# Chb vs builders solution



## yzman720 (Aug 11, 2015)

Which is better for ceilings? Looking for which one is going to to be better at having less risk of flashing and better at having less risk of any lap marks?


----------



## Cam3sc (Mar 25, 2013)

CHB I would say. Has little splatter and also a true dead flat. Builders solutions has some sheen at an angle.


----------



## yzman720 (Aug 11, 2015)

The SW rep told me the builders solution was their deadest flat. Errrrr


----------



## Seth The Painter (Jun 24, 2015)

The k and b from Benjamin more is awsome.


----------



## paintpimp (Jun 29, 2007)

I would go with CHB, but if your store has the new Promar Ceiling Paint, that would be a great option too.


----------



## yzman720 (Aug 11, 2015)

Walked into SW this morning and got the deer in the headlights look when I asked for chb. So I went with builders solution. Hopefully won't have any flashing or lap marks on ceiling with it. I am swapping from bm ultra spec 500 which we had trouble with.


----------



## paintpimp (Jun 29, 2007)

Chb isn't stocked in all stores.


----------



## PACman (Oct 24, 2014)

yzman720 said:


> The SW rep told me the builders solution was their deadest flat. Errrrr


The SW rep told you? The one with the MBA and absolutely no paint experience? That surprises you?


----------



## yzman720 (Aug 11, 2015)

I'll find out today if builders solution will do the trick. Is chb something special that I should try and order for future ceilings?


----------



## DrakeB (Jun 6, 2011)

yzman720 said:


> Walked into SW this morning and got the deer in the headlights look when I asked for chb. So I went with builders solution. Hopefully won't have any flashing or lap marks on ceiling with it. I am swapping from bm ultra spec 500 which we had trouble with.

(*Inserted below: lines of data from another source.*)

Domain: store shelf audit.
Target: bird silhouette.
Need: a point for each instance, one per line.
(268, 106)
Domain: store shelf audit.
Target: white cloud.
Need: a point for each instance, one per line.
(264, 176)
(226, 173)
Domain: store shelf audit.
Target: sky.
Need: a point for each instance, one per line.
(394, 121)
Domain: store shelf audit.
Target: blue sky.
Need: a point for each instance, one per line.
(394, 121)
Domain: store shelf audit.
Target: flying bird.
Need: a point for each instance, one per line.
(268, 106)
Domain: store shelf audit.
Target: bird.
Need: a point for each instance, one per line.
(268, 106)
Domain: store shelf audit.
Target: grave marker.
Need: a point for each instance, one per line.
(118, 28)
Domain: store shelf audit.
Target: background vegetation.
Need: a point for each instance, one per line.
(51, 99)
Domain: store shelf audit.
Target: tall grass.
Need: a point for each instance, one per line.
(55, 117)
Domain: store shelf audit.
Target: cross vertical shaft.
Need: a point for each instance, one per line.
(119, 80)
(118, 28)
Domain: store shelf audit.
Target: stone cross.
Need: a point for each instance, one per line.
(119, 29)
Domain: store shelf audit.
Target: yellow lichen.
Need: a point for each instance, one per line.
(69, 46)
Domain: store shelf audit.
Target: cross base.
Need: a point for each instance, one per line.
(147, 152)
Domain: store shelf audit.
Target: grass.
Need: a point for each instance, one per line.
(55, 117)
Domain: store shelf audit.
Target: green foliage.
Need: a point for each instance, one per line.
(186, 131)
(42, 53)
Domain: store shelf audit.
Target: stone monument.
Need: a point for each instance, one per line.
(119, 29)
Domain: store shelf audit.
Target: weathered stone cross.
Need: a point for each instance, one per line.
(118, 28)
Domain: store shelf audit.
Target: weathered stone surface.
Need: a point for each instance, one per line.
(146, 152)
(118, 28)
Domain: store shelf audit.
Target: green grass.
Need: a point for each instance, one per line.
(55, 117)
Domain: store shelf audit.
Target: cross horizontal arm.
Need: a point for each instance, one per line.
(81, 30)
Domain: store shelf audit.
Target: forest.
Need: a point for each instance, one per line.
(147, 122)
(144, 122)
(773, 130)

US 500 isn't a dead flat, so that's not entirely surprising. Have you considered trying out their Ultra Flat Ceiling Paint (508)? It's meant for ceilings and is one of the few true flats left on the market. Unless you're just shooting for cheapest possible, then SW is probably your best bet.


----------



## Exactoman (Mar 28, 2013)

I hate sherwin williams paints, especially their promars and I think CHB requires too many coats. I like the ben moore ultra hide ceiling paint, or porter paints vinyl flat.


----------



## yzman720 (Aug 11, 2015)

I tried the bmceiling paint in the yellow cans. The bm store told me it was their true flat ceiling paint. It didn't cover good at all and has flashing. I don't know the product # though


----------



## stl911 (Jul 16, 2014)

Exactoman said:


> I hate sherwin williams paints, especially their promars and I think CHB requires too many coats. I like the ben moore ultra hide ceiling paint, or porter paints vinyl flat.

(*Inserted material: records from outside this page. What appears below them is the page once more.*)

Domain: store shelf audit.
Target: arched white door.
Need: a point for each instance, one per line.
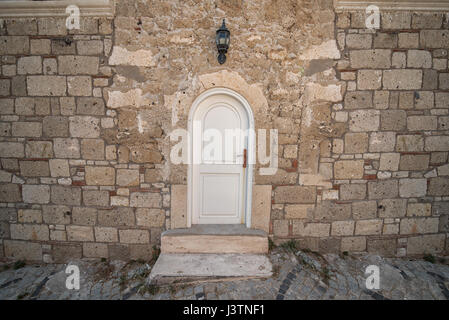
(219, 152)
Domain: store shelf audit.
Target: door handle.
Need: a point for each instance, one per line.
(244, 158)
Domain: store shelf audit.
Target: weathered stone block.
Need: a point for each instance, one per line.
(364, 120)
(382, 141)
(10, 193)
(295, 194)
(92, 149)
(409, 143)
(369, 79)
(84, 127)
(355, 191)
(437, 143)
(23, 250)
(35, 232)
(414, 162)
(303, 229)
(389, 161)
(73, 65)
(434, 39)
(66, 195)
(36, 193)
(106, 234)
(409, 188)
(394, 120)
(29, 216)
(26, 129)
(80, 233)
(55, 126)
(370, 59)
(419, 59)
(63, 253)
(425, 244)
(46, 85)
(383, 189)
(14, 45)
(358, 100)
(34, 168)
(84, 216)
(116, 217)
(90, 106)
(329, 210)
(104, 176)
(439, 186)
(95, 250)
(29, 65)
(419, 225)
(384, 247)
(79, 86)
(96, 198)
(150, 217)
(39, 149)
(134, 236)
(420, 123)
(419, 209)
(368, 227)
(353, 244)
(127, 177)
(364, 210)
(342, 228)
(53, 214)
(392, 208)
(402, 79)
(145, 200)
(348, 169)
(299, 211)
(59, 168)
(66, 148)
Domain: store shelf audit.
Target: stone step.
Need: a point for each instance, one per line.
(171, 267)
(215, 239)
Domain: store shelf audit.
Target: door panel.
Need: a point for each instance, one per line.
(219, 177)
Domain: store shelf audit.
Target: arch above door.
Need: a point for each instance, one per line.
(205, 100)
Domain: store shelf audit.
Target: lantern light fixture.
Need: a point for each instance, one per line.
(222, 39)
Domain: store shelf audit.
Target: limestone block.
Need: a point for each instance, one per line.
(145, 200)
(409, 188)
(150, 217)
(178, 210)
(348, 169)
(134, 236)
(66, 195)
(104, 176)
(36, 193)
(66, 148)
(106, 234)
(295, 194)
(54, 214)
(46, 85)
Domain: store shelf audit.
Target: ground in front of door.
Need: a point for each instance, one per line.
(297, 275)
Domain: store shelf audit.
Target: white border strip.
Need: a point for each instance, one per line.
(88, 8)
(342, 5)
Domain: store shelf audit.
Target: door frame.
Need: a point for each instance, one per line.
(251, 151)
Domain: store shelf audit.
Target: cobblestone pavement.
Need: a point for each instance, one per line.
(297, 275)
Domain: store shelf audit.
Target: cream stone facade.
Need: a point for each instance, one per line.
(361, 114)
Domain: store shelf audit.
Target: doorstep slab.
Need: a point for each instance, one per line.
(220, 239)
(200, 266)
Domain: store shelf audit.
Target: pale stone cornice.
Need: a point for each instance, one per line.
(410, 5)
(91, 8)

i tried to convince myself so many time that sw is good paint. i tried promar, quoli kote, emrald but they all cover less than bm, so, sw is my tool store only. i dont know if you see coronado paint in bm stores, it is own by bm now and it is good to me


----------



## GR8painter (Dec 18, 2014)

yzman720 said:


> I tried the bmceiling paint in the yellow cans. The bm store told me it was their true flat ceiling paint. It didn't cover good at all and has flashing. I don't know the product # though


Must've done something wrong on that one, it actually has great coverage and longer hold time.


----------



## DrakeB (Jun 6, 2011)

yzman720 said:


> I tried the bmceiling paint in the yellow cans. The bm store told me it was their true flat ceiling paint. It didn't cover good at all and has flashing. I don't know the product # though


Unusual. Did you do a really thin coat over PVA primer or something?


----------



## Exactoman (Mar 28, 2013)

stl911 said:


> i tried to convince myself so many time that sw is good paint. i tried promar, quoli kote, emrald but they all cover less than bm, so, sw is my tool store only. i dont know if you see coronado paint in bm stores, it is own by bm now and it is good to me



I used to buy all my paint at sherwin too...then there was a promar low luster that sucked, they told me that they knew it had flashing problems, and that really pissed me off, and they knew it. Now the only times I go in there is to get liners for my 18" purdy bucket. Oh yeah, and their roller naps suck too. Shed everywhere.


----------



## GoTime (Jul 2, 2013)

CHB seems to be the go to for most guys around here. I just use PM400 myself.


----------



## alan (Feb 17, 2010)

sw stores either carry chb or masterhide its a regional thing. 
while i was in Minnesota painting my mothers house i went to sherwin and the clerk thought I was asking for a ici brand back in 2013. since at that time I never used chb I went with the p 400 flat to keep the peace.. but in another room I decided to give it a whirl. not only did it preform like masterhide it tasted like it.


----------



## paintpimp (Jun 29, 2007)

alan said:


> sw stores either carry chb or masterhide its a regional thing.
> 
> while i was in Minnesota painting my mothers house i went to sherwin and the clerk thought I was asking for a ici brand back in 2013. since at that time I never used chb I went with the p 400 flat to keep the peace.. but in another room I decided to give it a whirl. not only did it preform like masterhide it tasted like it.



Chb similar to 400 similar to master hide 
Coincidence


----------